Why do banks, eBay, PayPal, Yahoo, etc. continually blast HTML-formatted messages that enable phishers to do their dirty business? Because end-users respond to them.
- “The most popular link in a single-offer e-mail is the graphic button-type link that follows a complete description of the offer. Buttons far out-pull text links;
- Link everything — the headline/subhead, the image and the text or button — to the desired Web page. People click things whether they appear to be links or not and you don’t want to interfere with that impulse, and;
- More links generally means more response overall.”
Thus, the typical eBay/PayPal/whatever phishmail buries the phishlink under a slurry of legitimate links. The phisher’s expectation: Even those rare users who are willing to slog through source code will overlook the only link that counts. And all too often, it works.
Users click the links.
That’s why more and more admins over-compensate. They simply disable all HTML links and scripts embedded in email messages, converting polished sucker-punches into glance-and-delete has-beens. Before and After shots are quite educational.
![[Zone Labs email pitch, before and after disabling hidden links.]](http://www.trimmail.com/news/images/gif_zonealarm_gfx_disabled)
(It really gripes us when those who know better do it, like Zone Labs.)
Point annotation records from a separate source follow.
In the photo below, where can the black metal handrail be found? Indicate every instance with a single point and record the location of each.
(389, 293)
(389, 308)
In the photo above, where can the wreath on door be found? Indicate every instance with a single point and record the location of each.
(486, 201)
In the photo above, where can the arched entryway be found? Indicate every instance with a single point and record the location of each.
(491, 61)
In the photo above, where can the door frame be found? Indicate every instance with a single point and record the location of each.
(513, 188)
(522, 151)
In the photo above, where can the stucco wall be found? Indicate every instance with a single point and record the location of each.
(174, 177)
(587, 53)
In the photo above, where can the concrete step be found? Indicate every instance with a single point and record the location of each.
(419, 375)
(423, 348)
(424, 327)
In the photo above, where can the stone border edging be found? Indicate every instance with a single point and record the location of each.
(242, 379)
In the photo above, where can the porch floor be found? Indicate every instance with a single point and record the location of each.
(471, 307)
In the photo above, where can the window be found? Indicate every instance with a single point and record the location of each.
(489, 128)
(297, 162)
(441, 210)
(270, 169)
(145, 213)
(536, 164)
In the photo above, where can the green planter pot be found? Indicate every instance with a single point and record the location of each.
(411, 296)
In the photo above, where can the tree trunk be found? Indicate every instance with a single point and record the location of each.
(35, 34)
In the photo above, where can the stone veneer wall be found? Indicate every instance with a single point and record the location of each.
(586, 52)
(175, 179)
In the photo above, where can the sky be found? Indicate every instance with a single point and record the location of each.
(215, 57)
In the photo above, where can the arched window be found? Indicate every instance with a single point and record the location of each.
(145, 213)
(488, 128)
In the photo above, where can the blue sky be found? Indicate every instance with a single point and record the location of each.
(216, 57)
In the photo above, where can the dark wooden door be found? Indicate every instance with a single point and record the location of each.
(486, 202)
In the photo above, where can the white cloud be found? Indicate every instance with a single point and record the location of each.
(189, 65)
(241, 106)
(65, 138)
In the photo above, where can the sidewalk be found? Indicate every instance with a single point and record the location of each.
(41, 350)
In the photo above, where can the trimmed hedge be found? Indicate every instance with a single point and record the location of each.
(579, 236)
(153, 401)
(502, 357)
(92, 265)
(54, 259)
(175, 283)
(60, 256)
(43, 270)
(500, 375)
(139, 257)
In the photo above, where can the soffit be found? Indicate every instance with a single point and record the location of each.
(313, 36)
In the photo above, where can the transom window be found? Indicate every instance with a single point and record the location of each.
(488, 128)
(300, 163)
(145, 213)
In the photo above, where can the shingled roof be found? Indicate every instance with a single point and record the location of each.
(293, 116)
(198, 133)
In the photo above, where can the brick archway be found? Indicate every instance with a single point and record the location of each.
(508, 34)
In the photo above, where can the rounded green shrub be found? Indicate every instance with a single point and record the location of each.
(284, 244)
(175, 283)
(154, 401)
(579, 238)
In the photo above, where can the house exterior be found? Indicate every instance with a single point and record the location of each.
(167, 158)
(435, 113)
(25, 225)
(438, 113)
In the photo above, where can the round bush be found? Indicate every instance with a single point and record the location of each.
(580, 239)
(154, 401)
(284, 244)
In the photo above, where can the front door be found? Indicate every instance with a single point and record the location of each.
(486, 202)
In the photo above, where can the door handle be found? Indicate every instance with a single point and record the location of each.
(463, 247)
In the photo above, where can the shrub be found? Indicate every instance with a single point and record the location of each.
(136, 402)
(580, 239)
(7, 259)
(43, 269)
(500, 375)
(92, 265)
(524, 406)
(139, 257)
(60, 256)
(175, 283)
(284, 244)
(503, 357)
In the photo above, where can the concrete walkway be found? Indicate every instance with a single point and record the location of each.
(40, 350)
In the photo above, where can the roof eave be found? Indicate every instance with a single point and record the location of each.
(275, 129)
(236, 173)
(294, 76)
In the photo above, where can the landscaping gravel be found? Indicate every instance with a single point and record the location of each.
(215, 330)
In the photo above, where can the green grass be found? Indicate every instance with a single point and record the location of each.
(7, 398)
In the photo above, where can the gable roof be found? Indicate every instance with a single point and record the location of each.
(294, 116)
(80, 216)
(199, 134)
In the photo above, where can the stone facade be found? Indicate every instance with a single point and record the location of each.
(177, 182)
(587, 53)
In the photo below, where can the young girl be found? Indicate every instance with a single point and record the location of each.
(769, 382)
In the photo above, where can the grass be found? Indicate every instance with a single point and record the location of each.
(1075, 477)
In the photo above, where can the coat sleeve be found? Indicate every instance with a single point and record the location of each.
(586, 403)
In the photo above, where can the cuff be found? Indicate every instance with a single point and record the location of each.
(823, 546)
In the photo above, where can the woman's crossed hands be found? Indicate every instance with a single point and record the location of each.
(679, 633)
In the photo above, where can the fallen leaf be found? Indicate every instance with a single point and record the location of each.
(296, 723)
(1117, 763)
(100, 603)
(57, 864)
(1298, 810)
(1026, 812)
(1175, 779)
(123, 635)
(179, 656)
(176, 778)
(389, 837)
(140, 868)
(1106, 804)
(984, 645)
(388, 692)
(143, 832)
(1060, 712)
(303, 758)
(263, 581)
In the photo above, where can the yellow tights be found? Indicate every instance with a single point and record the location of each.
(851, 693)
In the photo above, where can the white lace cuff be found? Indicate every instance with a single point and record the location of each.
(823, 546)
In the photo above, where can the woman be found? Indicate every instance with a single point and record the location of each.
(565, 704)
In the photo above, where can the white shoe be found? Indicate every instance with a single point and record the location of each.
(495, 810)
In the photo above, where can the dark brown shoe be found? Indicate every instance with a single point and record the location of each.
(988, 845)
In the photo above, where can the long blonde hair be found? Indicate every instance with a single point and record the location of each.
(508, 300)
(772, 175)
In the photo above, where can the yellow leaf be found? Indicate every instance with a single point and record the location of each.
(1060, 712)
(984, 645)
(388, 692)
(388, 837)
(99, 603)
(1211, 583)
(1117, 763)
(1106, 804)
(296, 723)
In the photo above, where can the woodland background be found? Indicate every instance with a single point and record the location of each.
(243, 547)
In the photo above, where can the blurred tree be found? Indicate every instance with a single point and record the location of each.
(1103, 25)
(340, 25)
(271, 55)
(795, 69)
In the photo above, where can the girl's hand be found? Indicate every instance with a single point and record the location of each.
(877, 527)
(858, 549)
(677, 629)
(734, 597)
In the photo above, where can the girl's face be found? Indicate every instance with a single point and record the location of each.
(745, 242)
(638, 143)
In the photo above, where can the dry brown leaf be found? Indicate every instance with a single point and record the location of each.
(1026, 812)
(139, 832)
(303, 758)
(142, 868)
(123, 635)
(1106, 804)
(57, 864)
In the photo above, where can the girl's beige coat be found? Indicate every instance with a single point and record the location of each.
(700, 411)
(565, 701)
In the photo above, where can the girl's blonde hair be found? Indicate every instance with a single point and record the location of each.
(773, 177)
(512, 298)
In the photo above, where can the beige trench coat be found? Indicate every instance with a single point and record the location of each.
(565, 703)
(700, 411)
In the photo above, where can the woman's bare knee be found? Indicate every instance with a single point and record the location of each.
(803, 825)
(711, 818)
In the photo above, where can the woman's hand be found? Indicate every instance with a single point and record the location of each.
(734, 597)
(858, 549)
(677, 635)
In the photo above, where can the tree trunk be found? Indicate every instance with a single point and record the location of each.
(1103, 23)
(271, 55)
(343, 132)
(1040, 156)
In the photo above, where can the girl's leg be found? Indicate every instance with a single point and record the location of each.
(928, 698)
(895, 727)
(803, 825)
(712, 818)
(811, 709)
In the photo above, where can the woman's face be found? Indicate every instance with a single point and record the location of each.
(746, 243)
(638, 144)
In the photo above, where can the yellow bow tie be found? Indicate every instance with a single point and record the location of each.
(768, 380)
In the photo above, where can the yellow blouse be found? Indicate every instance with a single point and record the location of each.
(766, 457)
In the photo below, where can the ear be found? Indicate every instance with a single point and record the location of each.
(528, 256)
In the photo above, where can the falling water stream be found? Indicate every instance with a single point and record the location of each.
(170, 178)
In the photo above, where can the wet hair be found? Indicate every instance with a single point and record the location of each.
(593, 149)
It’s just too bad most email marketers aren’t intuitive, creative or responsible enough to envision their final delivered output. Straightforward plain text messages without hidden links may produce fewer suckers, but they would certainly engender more respect from the recipients.
1 comment
Comments feed for this article
September 28th, 2005 at 11:35 am
Red
A real conundrum… from a marketer’s perspective, you’re missing sales by not using HTML, and you’re missing sales if you do.